そして、何人もの女流画家の作品と人物についてが解説されていきました。高齢な画家が多く見受けられましたが、写真に写し出された姿にはそれを感じさせないくらいハツラツとした雰囲気がありました。
その中のひとり、101歳で今なお現役の入江一子さんという画家が100歳の記念で開いた展覧会で語った「今が一番絵がわかる」という言葉が印象に残りました。
大村教授が日々心がけている“黄金のトライアングル”
最後に大村教授が日頃から意識している心得“黄金のトライアングル”についてが語られました。『健康管理』『社会貢献』『一期一会』の3要素からなる三角形で、中心には『趣味』が掲げられています。

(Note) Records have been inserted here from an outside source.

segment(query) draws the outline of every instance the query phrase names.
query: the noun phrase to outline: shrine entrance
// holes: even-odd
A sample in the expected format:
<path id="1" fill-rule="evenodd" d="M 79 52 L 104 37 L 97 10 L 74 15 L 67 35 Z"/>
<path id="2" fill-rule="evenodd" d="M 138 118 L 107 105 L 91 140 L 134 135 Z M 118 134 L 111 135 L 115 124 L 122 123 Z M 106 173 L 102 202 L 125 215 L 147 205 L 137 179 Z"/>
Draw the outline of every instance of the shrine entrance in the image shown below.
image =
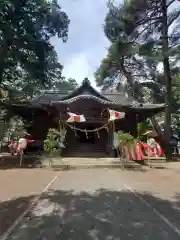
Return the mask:
<path id="1" fill-rule="evenodd" d="M 77 129 L 67 130 L 67 146 L 64 152 L 65 157 L 107 157 L 107 139 L 108 132 L 101 129 L 94 131 L 99 127 L 98 123 L 80 123 L 76 124 Z"/>
<path id="2" fill-rule="evenodd" d="M 91 131 L 93 130 L 93 126 L 88 126 L 87 131 Z M 88 132 L 87 134 L 85 132 L 81 132 L 81 131 L 76 131 L 77 134 L 77 139 L 79 140 L 80 143 L 86 143 L 86 144 L 95 144 L 95 132 Z"/>

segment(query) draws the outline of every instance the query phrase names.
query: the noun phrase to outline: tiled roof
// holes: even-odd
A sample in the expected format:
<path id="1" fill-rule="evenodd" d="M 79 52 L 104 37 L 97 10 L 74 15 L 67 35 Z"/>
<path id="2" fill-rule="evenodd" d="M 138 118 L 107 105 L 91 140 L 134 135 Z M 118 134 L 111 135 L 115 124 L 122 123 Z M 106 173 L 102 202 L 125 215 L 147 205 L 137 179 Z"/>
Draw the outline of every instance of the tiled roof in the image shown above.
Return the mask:
<path id="1" fill-rule="evenodd" d="M 133 97 L 126 96 L 119 92 L 98 92 L 88 82 L 75 89 L 74 91 L 47 91 L 41 96 L 31 100 L 32 105 L 41 105 L 49 103 L 70 104 L 79 99 L 92 99 L 101 104 L 118 105 L 119 107 L 129 106 L 134 109 L 147 110 L 163 108 L 163 104 L 140 104 Z"/>

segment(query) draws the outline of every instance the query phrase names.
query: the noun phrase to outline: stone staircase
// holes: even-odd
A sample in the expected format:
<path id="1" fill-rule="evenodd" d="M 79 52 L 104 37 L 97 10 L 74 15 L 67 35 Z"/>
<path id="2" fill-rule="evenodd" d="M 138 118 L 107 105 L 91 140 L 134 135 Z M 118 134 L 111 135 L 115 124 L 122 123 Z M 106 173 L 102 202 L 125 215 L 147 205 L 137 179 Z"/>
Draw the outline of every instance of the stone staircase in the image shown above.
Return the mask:
<path id="1" fill-rule="evenodd" d="M 43 167 L 49 167 L 49 159 L 43 160 Z M 62 169 L 87 169 L 87 168 L 119 168 L 146 171 L 149 168 L 134 161 L 122 162 L 117 158 L 53 158 L 52 168 Z"/>

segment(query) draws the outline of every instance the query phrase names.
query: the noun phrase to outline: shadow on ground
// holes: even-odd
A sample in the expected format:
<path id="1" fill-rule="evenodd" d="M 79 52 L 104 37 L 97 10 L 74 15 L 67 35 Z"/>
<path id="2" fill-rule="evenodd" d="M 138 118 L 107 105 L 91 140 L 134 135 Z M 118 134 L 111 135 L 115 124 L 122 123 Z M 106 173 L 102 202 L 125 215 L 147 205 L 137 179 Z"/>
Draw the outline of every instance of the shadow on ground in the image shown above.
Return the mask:
<path id="1" fill-rule="evenodd" d="M 151 193 L 139 195 L 180 226 L 180 196 L 172 203 Z M 32 197 L 29 197 L 30 199 Z M 26 199 L 28 200 L 28 198 Z M 19 198 L 2 203 L 16 211 Z M 2 214 L 2 213 L 1 213 Z M 1 216 L 1 221 L 2 216 Z M 8 239 L 116 240 L 116 239 L 179 239 L 152 209 L 129 191 L 99 189 L 89 192 L 49 191 Z"/>
<path id="2" fill-rule="evenodd" d="M 20 197 L 0 202 L 0 236 L 26 210 L 35 196 Z"/>

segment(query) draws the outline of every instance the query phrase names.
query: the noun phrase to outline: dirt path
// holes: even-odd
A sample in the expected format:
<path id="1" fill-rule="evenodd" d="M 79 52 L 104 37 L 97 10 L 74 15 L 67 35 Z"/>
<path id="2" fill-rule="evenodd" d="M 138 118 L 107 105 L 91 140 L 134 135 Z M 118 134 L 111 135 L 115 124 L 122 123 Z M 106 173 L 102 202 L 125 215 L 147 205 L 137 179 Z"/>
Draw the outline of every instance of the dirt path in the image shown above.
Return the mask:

まず「健康」な生活を送ること。そして、人材育成と職務を実践することで得た成果で「社会貢献」すること。そのための出会い(「一期一会」)を大切にすること。
加えてもっとも重要である「趣味」を楽しむこと。大村教授は美術品集という趣味があるからこそ、研究を頑張ってこられたと振り返っていました。
おわりに
美術の話のみならず、ご自身の研究について直接お話を聴くことができて良かったです。途中でジョークをはさんで会場の空気を和らげながら話されている大村教授の姿から朗らかな人柄を感じました。
美術品収集については趣味だと話されていましたが、美術館を作ってしまうくらい情熱を傾けられて、そのために仕事を頑張れるような趣味をお持ちだというのはとても有意義だなと思います。